Ethan absolutely does mean literally running a model physically on the phone itself. In an earlier post (https://www.oneusefulthing.org/p/an-ai-haunted-world), he linked to two resources he followed, one for running a very small model locally on one's computer, the other for doing so on one's phone:
Maybe we don’t want humans to even try to fill the reviewer role. Certainly not in the early stages when we are feeling most vulnerable.
By the time we are ready to show our work to those whose opinions we respect, we are often locked in to that work and reluctant to hear criticism or change what we think is a finished product.
Every writer knows the soul-crushing anxiety, the fear of embarrassment, that drains our creativity. What is writer’s block but this?

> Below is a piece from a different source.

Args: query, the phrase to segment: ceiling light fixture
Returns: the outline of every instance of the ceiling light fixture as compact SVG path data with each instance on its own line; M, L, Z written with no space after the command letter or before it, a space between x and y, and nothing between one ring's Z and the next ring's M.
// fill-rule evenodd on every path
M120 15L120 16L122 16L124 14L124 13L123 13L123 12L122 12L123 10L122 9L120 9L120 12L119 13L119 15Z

And who among us wants to “waste” the time of a human reviewer until we think we are done.
Now we can get six takes - from multiple perspectives - without fear of judgment - while we are still mentally and emotionally free to make improvements.

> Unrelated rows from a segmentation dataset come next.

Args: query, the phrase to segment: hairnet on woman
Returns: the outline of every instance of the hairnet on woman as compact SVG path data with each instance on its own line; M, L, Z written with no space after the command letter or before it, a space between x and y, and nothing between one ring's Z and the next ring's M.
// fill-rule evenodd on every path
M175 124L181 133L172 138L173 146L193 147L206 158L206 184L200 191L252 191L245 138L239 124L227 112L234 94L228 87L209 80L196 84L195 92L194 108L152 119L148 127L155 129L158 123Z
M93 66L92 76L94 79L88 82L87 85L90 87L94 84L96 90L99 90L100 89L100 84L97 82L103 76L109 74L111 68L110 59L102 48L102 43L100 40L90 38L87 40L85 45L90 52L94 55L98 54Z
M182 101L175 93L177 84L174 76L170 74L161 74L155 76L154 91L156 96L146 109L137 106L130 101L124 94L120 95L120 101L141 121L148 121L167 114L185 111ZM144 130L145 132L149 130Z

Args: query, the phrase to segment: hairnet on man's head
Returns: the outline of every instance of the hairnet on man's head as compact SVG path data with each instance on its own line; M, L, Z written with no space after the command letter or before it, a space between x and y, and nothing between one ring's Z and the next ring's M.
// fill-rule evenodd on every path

My human reviewer friends may thank me for submitting a clearer, more thoughtful product after I myself have more confidence in it.
We rely on spell checkers to sweep away our obvious blunders without bemoaning the loss of the human with a blue pencil. How much better if our submitted work has been tidied up rhetorically, thematically, logically, and with clarity?
And a lot of great opportunities to build. I’ve curated a list of open-source tools for agent builders and plan to release a similar ones for voice agents next week https://www.aitidbits.ai/p/open-source-agents
Ethan, I’ve been thinking about hallucinations and the goal for A.I. of being more intelligent than humans. We need a clearer definition of the goal. If we don’t want hallucinations then human intelligence is not the objective. Mutations in genetics and in thought like hallucinations are the very reason we have achieved intelligence. Instability, stress, competition. Only the fitter will survive, and there are no winners as there is no finish line.
Though uneven, I’m impressed with humans ability to keep up with these advancements and amazed how quickly I’m incorporating them into my small business without a tech background. I can’t imagine going back!
Now, more than ever, it matters what experts care about, and it matters that we can persuasively teach (and train) others (including A(G/S)I to care, and that it is truly worth caring about, each other. Though, perhaps it is already ahead of us, as its weights are an artifact of some of the best of what humanity has chosen through the centuries to preserve in writing and art. Only recently have we lacked selective pressure in what information we carry forward with us (because bits and bytes can fit a lot on our phones). Before vast storage of information was possible, only the best and most beautiful was kept and carried and passed on from generation to generation. Let's hope enough George Elliots made it into "the [Collective] Choir Invisible" of the corpus of human output to result in a compassionate model expression of the best of us. We need to be careful and courageous in our prompting. And, for the love of all we find holy, we need to teach our children ethics and aesthetics and judgment, because it would be a huge waste to get this far only to have the future of our species to type "58008" into the prompt windows when we had a chance to ask it for help with living together in peace.
Brilliant note Jeff. I agree a 1000% that what this should force is a look inwards to identify what is truly important for us and to invest in our children so that they turn out decent caring humans.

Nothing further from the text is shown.